Ces punitions infligées à la Syrie ont également affecté et affaibli l’économie locale. La valeur de la monnaie syrienne s’est effondrée, entraînant une inflation record. Ces dernières années, la principale source de revenus en Syrie était le trafic de Captagon, une drogue de synthèse rapportant à l’État syrien cinq milliards de dollars chaque année et qui lui a valu le statut de narco-État.

L’effet indirect de ces sanctions sur les aides humanitaires

Les répercussions de ces sanctions n’impactent pas directement les aides humanitaires. Toutefois, les procédures que ces organismes se doivent de respecter sont souvent déroutantes, longues et coûteuses.

Cette lourdeur bureaucratique représente le principal obstacle pour les travailleurs·ses humanitaires alors que leurs aides sont plus nécessaires que jamais. Elle entraîne une formalité excessive qui contribue à effrayer les entreprises et les organisations, et qui participe à les dissuader de travailler avec l’État syrien.

Ces associations peuvent parfois craindre d’enfreindre involontairement ces règles ; au risque d’encourir des amendes, des poursuites judiciaires et même, dans certains cas, la perte partielle ou totale de leurs financements.

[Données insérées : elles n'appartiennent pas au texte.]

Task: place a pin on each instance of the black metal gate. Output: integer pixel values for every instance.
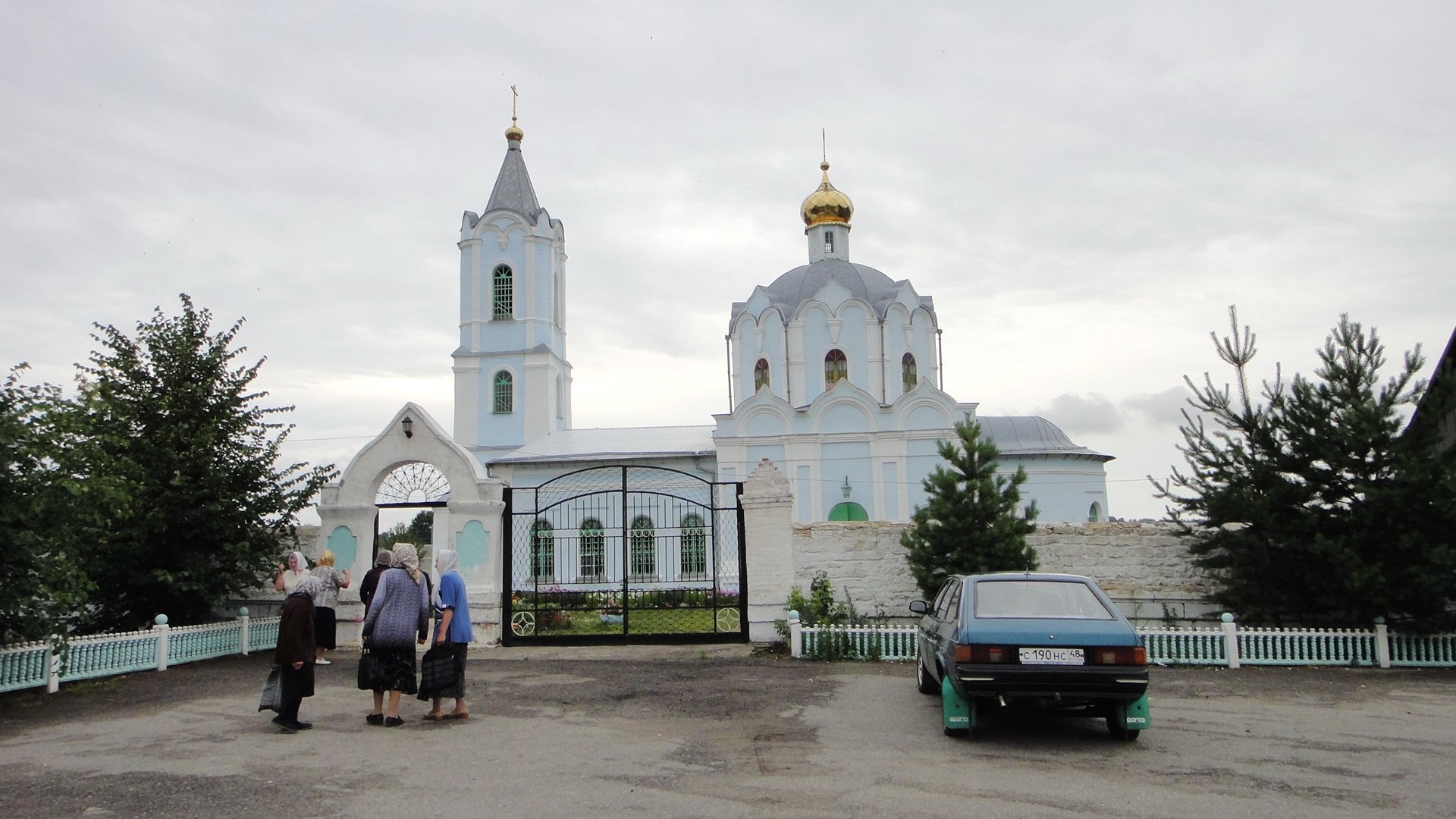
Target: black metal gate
(625, 554)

Ces facteurs retardent ou entravent alors fréquemment les interventions d’urgence sur le territoire syrien.

Un besoin capital de fonds étrangers

Malgré la levée et l’assouplissement d’une grande majorité des sanctions en mai 2025, leurs effets restent toujours aussi présents et problématiques pour le peuple et l’économie syrienne. Les mesures prises à cet égard demeurent incomplètes. S’il est indéniable que la promesse d’en finir avec les sanctions aidera à stabiliser la situation en Syrie, remédier à leurs répercussions prendra un temps indéfini, dont le pays manque.

Après plus de quatorze ans d’une guerre ravageuse et meurtrière, qui a marqué et traumatisé la population, la société syrienne aspire à la paix et à la stabilité. Privé de ses ressources par son ancien dirigeant qui a orchestré une prédation de grande ampleur avec son clan, le pays ne peut pas faire face à l’après-guerre et à toutes les dépenses nécessaires. La levée de certaines sanctions était un geste indispensable, mais loin d’être suffisant. Le soutien d’autres pays reste primordial.